Researchers are divided about the risks of the releases. Few of those documented have led to widespread environmental damage.
“I don’t see any potential for negative consequences,” Val Giddings, a senior fellow at the Information Technology and Innovation Foundation, said in an interview. “If there is any problem here at all, as far as I can see, it would be a paperwork regulatory compliance issue. It could be as simple as a single grain of wheat not having been properly disposed of.”
Other scientists say risks remain: A wheat plant may pollinate a weed, such as goatgrass, leading to a Roundup resistant variety, said Gurian-Sherman.
Because of natural selection, that strain may thrive, leaving farmers with weeds that are harder to control and the need for other, more expensive herbicides, he said.
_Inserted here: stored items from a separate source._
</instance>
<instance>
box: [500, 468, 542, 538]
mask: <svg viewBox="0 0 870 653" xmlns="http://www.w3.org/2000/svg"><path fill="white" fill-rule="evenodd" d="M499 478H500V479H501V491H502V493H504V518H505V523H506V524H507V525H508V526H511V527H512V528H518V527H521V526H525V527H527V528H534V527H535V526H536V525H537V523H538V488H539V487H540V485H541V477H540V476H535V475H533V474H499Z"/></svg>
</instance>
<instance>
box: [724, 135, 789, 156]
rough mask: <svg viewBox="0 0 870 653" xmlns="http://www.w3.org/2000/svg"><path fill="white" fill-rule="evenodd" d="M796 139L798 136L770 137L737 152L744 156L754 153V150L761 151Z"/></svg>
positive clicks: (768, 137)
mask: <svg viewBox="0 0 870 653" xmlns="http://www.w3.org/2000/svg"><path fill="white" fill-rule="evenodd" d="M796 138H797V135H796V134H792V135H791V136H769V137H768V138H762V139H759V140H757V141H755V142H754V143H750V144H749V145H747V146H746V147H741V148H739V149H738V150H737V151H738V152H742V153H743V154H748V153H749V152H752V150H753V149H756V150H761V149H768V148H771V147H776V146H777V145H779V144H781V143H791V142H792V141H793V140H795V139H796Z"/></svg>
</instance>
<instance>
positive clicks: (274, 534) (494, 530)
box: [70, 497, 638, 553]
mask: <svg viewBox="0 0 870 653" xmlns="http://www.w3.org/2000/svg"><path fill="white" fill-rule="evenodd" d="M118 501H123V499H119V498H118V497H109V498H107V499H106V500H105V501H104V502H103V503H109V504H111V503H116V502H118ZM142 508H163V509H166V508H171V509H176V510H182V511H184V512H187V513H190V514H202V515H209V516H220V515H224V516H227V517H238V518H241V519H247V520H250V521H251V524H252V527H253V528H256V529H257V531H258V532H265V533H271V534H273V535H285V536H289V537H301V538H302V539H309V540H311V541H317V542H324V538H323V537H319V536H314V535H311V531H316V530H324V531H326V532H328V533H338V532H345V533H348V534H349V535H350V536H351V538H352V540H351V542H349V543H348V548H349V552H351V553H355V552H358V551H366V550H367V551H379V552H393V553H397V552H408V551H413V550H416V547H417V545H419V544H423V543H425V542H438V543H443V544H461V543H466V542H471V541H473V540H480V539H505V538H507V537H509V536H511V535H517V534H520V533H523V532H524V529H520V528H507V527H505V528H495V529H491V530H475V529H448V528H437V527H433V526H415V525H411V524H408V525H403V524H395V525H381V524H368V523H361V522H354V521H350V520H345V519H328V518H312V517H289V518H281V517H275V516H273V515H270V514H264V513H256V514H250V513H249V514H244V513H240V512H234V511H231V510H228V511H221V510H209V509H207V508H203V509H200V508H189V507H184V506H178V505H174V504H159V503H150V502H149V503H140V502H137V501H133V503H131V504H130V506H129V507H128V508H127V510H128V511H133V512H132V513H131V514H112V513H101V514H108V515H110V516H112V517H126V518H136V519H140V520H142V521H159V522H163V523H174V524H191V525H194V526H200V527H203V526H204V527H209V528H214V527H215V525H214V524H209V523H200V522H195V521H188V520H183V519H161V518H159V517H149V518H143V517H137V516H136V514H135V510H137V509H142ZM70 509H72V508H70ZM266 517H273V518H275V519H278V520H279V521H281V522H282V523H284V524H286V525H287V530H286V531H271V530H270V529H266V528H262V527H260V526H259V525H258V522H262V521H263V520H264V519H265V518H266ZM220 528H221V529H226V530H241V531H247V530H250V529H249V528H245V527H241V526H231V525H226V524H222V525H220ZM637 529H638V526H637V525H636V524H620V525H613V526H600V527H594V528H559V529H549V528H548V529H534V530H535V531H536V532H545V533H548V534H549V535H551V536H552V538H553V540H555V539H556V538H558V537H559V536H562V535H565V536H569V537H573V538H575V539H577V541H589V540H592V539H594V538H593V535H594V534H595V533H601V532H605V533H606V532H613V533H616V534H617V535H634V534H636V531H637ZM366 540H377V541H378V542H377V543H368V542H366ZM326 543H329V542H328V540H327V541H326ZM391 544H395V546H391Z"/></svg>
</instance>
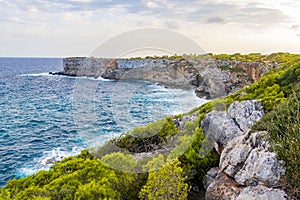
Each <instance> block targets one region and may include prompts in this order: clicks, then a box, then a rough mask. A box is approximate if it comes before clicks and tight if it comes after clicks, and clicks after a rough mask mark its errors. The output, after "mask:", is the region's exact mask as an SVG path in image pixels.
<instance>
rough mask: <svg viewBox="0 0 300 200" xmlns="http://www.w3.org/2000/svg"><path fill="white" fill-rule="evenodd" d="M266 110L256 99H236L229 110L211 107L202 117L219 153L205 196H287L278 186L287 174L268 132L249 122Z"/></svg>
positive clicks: (278, 185)
mask: <svg viewBox="0 0 300 200" xmlns="http://www.w3.org/2000/svg"><path fill="white" fill-rule="evenodd" d="M263 114H264V112H263V109H262V106H261V105H260V104H259V103H257V102H256V101H242V102H234V103H233V104H232V105H231V106H230V107H229V109H228V112H225V111H223V112H220V111H212V112H210V113H208V114H207V115H206V116H205V118H204V119H203V121H202V129H203V131H204V133H205V136H206V138H208V139H209V141H210V142H211V144H212V145H213V146H214V147H215V149H216V150H217V151H218V153H219V154H220V156H221V158H220V163H219V167H217V168H212V169H211V170H210V171H209V172H208V173H207V176H206V180H205V186H206V199H207V200H210V199H211V200H215V199H240V200H242V199H264V200H265V199H272V200H277V199H278V200H279V199H287V195H286V193H285V192H284V191H283V190H281V189H278V186H279V183H280V179H281V178H282V177H283V176H284V174H285V169H284V168H283V165H282V164H283V161H280V160H277V156H276V154H275V153H274V152H271V151H270V145H269V143H268V142H267V141H266V140H265V136H266V134H267V132H254V133H253V132H251V131H250V126H251V125H252V124H253V123H254V122H256V121H258V120H259V119H260V118H261V117H262V116H263Z"/></svg>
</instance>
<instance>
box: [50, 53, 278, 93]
mask: <svg viewBox="0 0 300 200" xmlns="http://www.w3.org/2000/svg"><path fill="white" fill-rule="evenodd" d="M276 66H277V64H276V63H275V64H274V63H268V62H241V61H232V60H214V59H198V60H196V59H188V58H187V59H162V58H160V59H139V60H136V59H110V58H90V57H71V58H65V59H64V60H63V67H64V69H63V71H61V72H50V74H53V75H65V76H72V77H80V76H87V77H95V78H98V77H102V78H105V79H111V80H145V81H151V82H156V83H159V84H161V85H164V86H166V87H170V88H182V89H193V90H194V91H195V93H196V95H197V96H198V97H200V98H204V97H206V98H207V99H215V98H218V97H222V96H226V95H228V94H231V93H233V92H236V91H238V90H239V89H241V88H243V87H245V86H247V85H250V84H252V83H253V82H254V81H256V80H258V79H259V78H260V77H262V76H263V75H264V74H265V73H266V72H267V71H268V70H269V69H271V68H274V67H276Z"/></svg>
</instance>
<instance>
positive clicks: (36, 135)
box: [0, 58, 205, 187]
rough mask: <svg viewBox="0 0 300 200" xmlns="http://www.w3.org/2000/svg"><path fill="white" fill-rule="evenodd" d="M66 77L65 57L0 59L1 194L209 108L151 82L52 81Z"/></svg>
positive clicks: (89, 80)
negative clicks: (39, 170) (195, 107)
mask: <svg viewBox="0 0 300 200" xmlns="http://www.w3.org/2000/svg"><path fill="white" fill-rule="evenodd" d="M62 70H63V59H62V58H0V187H3V186H5V185H6V183H7V181H8V180H10V179H13V178H20V177H25V176H28V175H31V174H34V173H36V172H38V171H39V170H48V169H49V168H50V166H51V165H52V164H53V161H59V160H61V159H63V158H64V157H67V156H71V155H76V154H79V153H80V152H81V150H83V149H84V148H94V147H98V146H101V145H103V144H104V143H105V142H107V141H108V140H109V139H111V138H113V137H117V136H120V135H121V134H124V133H126V132H127V131H129V130H131V129H133V128H134V127H136V126H141V125H146V124H147V123H149V122H153V121H155V120H157V119H160V118H163V117H165V116H170V115H175V114H179V113H183V112H187V111H189V110H190V109H192V108H194V107H196V106H199V105H201V104H203V103H204V102H205V100H203V99H199V98H197V97H196V96H195V94H194V92H193V91H192V90H189V91H188V90H181V89H168V88H165V87H163V86H161V85H158V84H156V83H151V82H145V81H109V80H105V79H102V78H98V79H95V78H89V77H80V78H75V77H66V76H59V75H49V72H57V71H62ZM50 161H51V162H50Z"/></svg>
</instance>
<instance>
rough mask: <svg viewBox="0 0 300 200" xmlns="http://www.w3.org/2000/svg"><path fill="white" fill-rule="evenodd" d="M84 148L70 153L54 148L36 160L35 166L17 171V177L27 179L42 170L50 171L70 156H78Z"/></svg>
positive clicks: (34, 160)
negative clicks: (55, 166) (52, 167)
mask: <svg viewBox="0 0 300 200" xmlns="http://www.w3.org/2000/svg"><path fill="white" fill-rule="evenodd" d="M83 149H84V148H82V147H73V148H72V149H71V150H70V151H67V150H65V149H63V148H54V149H52V150H51V151H46V152H44V154H43V156H41V157H39V158H34V160H33V164H30V165H28V166H24V167H22V168H20V169H19V170H17V173H16V174H17V177H25V176H28V175H32V174H35V173H37V172H38V171H40V170H46V171H47V170H49V169H50V167H51V166H52V165H53V164H54V163H55V162H59V161H61V160H62V159H64V158H66V157H69V156H76V155H78V154H79V153H80V152H81V151H82V150H83Z"/></svg>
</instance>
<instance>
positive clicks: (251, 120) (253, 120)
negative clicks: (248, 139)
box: [228, 100, 264, 131]
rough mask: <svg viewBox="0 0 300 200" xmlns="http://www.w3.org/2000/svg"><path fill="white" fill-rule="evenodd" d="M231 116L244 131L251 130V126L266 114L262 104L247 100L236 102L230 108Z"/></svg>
mask: <svg viewBox="0 0 300 200" xmlns="http://www.w3.org/2000/svg"><path fill="white" fill-rule="evenodd" d="M228 114H229V116H230V117H231V118H232V119H234V120H235V121H236V122H237V124H238V125H239V128H240V129H241V130H242V131H249V130H250V127H251V126H252V125H253V124H254V123H255V122H257V121H258V120H260V119H261V117H262V116H263V115H264V111H263V109H262V105H261V104H260V103H258V102H257V101H253V100H246V101H242V102H238V101H236V102H234V103H232V104H231V105H230V107H229V109H228Z"/></svg>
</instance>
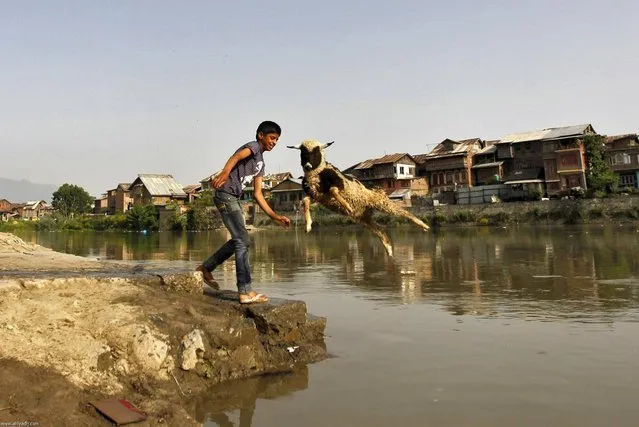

“The main issues here are environmental,” Gurian-Sherman, who published a paper on the issue, said in an interview. His group is pressing the USDA to strengthen rules meant to segregate genetically modified crops from other strains or wild relatives. The agency isn’t poised for that, based on this case.
“While we take this situation very seriously, it is too early in the investigation to draw any definitive conclusions,” Ed Curlett, a USDA plant-inspection service spokesman, said by e-mail, responding to calls for changes in test rules. “We will continue to work on all aspects of the investigation.”